Торопливые шаги назад, отходя, давая себе место. Он не мог и не хотел больше ждать. Он хотел слышать, слушать, упиваться голосом, упиваться той песней, которую ему будет петь Дэйв. А он будет петь.
Рукоять кнута приятно и привычно легла в ладонь, становясь продолжением руки. Короткий взмах, короткий щелчок в воздухе и самый кончик кожи целует напряженную спину. Марк знает, что это больно, но боль эта короткая, а со временем становится приятной. И движение руки становится более свободным, более широким, он отпускает кожаную змею, позволяя ей с новым ударом не просто касаться кожи, но обнимать стройное тело. Обнимать, чтобы после с оттяжкой вернуться к владельцу, всего на миг успокаиваясь перед новым витком, ложащимся вдоль спины, лаская и гладя от плеча и до бедра.
Как бы ни хотелось исполосовать все тело, но надзиратель помнит правила, главное из которых — не причинять увечий. Он иногда нарушает это правило, когда расходится слишком сильно, когда позволяет сознанию совсем отключиться, и тогда приходится сбрасывать тела на какую-нибудь свалку. Но сейчас такого он не допустит, с этим парнем хочется играть дольше. И потому он довольствуется верхней частью спины, раскрашивая бледную кожу короткими и длинными алыми линиями, горящими огнем.
Не трогая грудь, о, для груди у него припасено нечто совершенно иное, нечто, что добавит остроты к общему вкусу, но добавит после, чуть позже. И главное — не перестараться. Он уже ощущал, чувствовал на подсознании, что скоро удары, ложащиеся раз за разом друг на друга, станут слишком сильными и болезненными, настолько, что вскроют кожу и допустят привкус крови в воздухе.
Последний взмах, особенно крепко обхватывая поперек тела парня, обвивая обручем и отпуская, чтобы в следующий миг к раскаленной и воспаленной коже прикоснулись прохладные пальцы Марка, не особо деликатно очерчивая все полосы, раз за разом несдержанно царапая. Он помнил про боль и каждый сантиметр оцарапанной кожи следом покрывал влажными торопливыми поцелуями, зная также, как они жгут.
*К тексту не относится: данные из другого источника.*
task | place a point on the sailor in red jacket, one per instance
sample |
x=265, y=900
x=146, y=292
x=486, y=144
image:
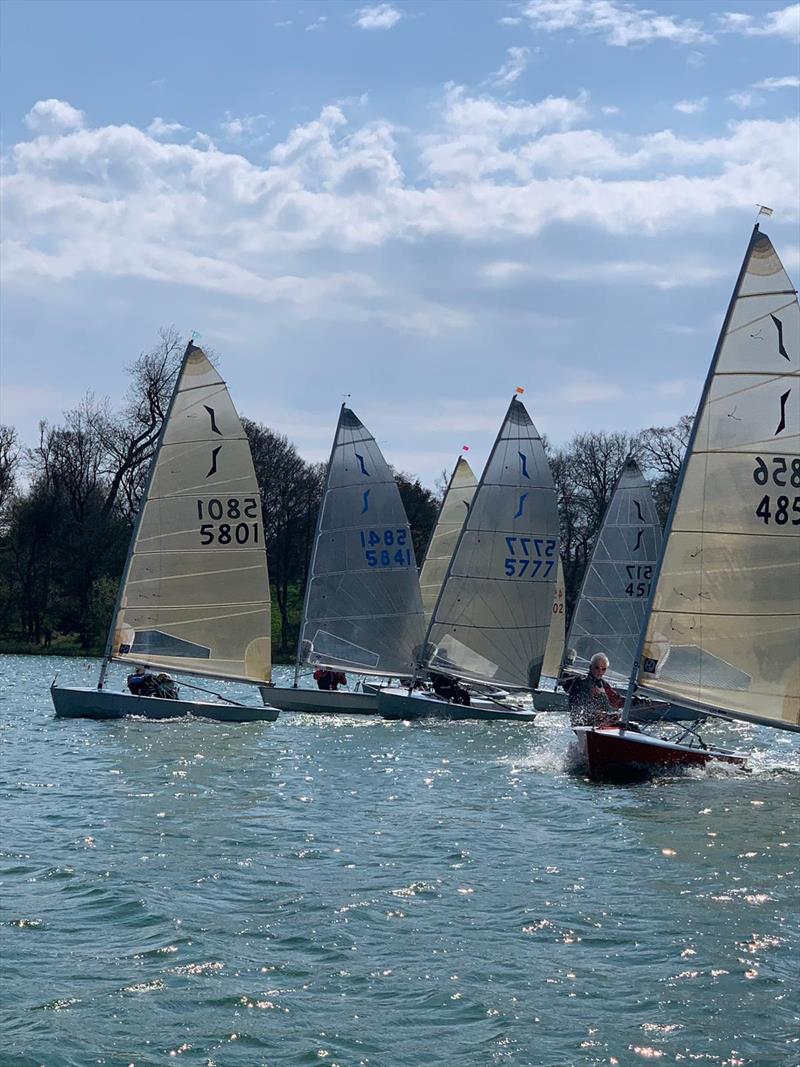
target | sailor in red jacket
x=593, y=702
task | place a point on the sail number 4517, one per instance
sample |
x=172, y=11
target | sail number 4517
x=530, y=557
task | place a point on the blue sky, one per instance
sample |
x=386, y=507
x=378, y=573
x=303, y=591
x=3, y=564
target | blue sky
x=421, y=205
С жадностью прижавшись губами к шее парня, впившись в солоноватую кожу, прикусывая, надзиратель глухо прорычал одобрение, удовольствие начавшимся. О, он планировал многое и его мысли уже лихорадочно перебирали варианты следующего этапа, бессильно пытаясь остудить нахлынувший жар и смирить собственное тело. И он уже остановился на одном из вариантов, но…
Марк часто ругался, он знал множество грязных слов и выражений, его не редко видели в приступах неконтролируемого гнева, с трудом порой оттаскивая его от заключенных, просто чтобы не убил. И сегодня была именно такая ночь.
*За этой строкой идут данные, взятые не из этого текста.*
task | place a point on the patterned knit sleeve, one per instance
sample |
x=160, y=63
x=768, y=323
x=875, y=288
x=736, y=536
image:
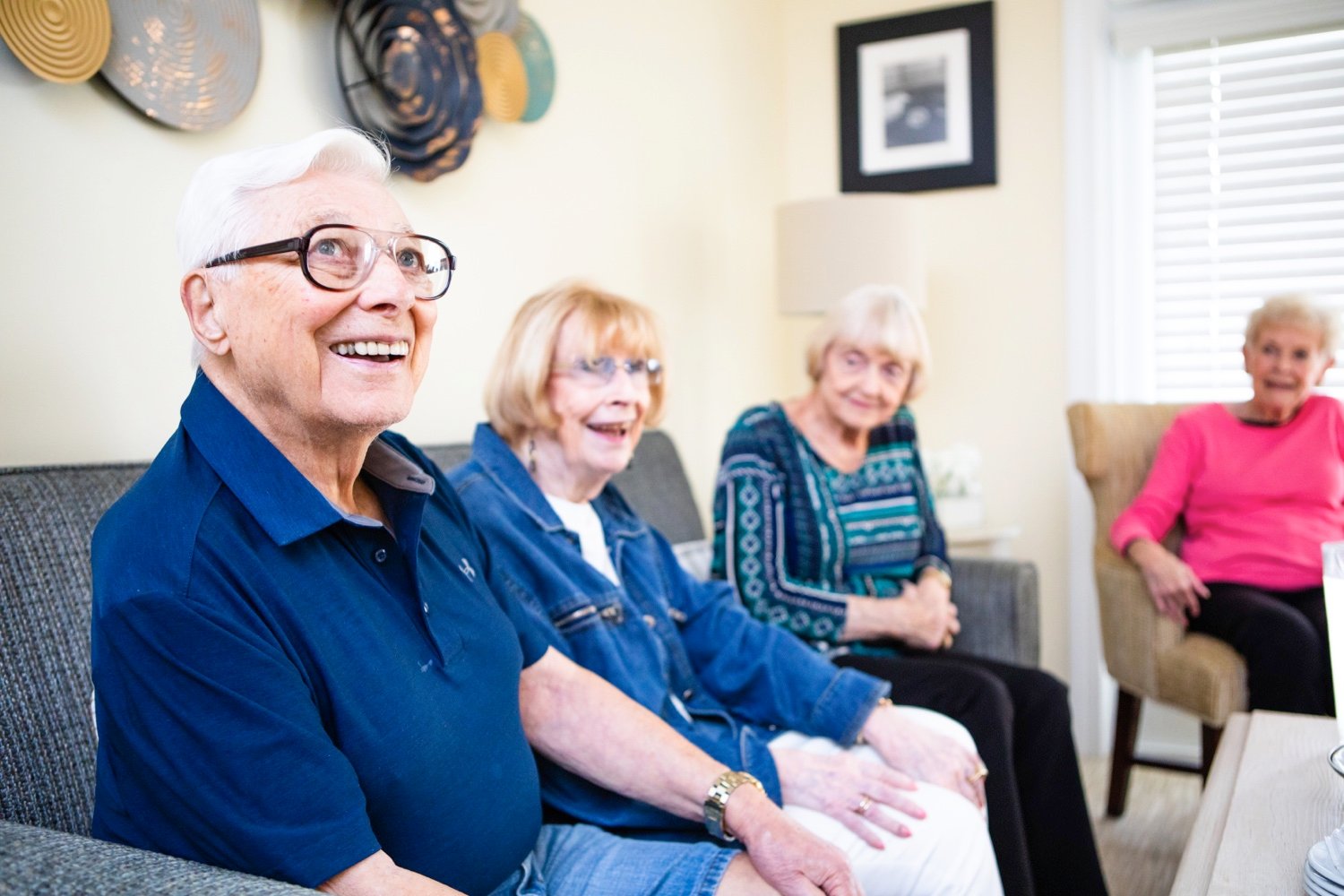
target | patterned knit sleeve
x=933, y=547
x=752, y=530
Звонок телефона, слишком резкий и громкий в их лирической тишине подвала, окатив Марка ледяным потоком, руша абсолютно все планы. Заключенные, почуявшие, что на смену вышли молодые парни, решили устроить бунт. Конечно, ученики Марка справлялись, но с трудом, потому и решили вызвать подмогу.
И теперь Марк избивал одного из заключенных, не успевшего увернуться из-под карающей руки. Избивал его, совершенно не осознавая, что делает. Глаза застилала пелена, а его ругань давно превратилась в бессвязный поток ненавидящего рычания. И даже крепкие парни, Дик и Стив, не сразу смогли справиться с разбушевавшимся наставником. Как оказалось, скрутить его, Марка, даже вдвоем было большой проблемой.
Ему пришлось прервать свою игру, накачав барабанщика снова снотворным и оставив лежать одного, глухой ночью на заднем двое бара в котором он работал. Пришлось признать, что вряд ли теперь парень сам захочет вернуться, ведь процесс был не закончен, а оставлять пленника надолго в доме одного — было опасно, опасно как для Марка, так и для Дэвида.
И Марк был в бешенстве. Но бросить своих на растерзание толпы просто не мог. не все человечное в нем было мертво, кое-что лишь обрело новую форму. Но одного раза, одной демонстрации всегда было достаточно, и новая ночь, наполненная металлическим вкусом крови, подходила к концу.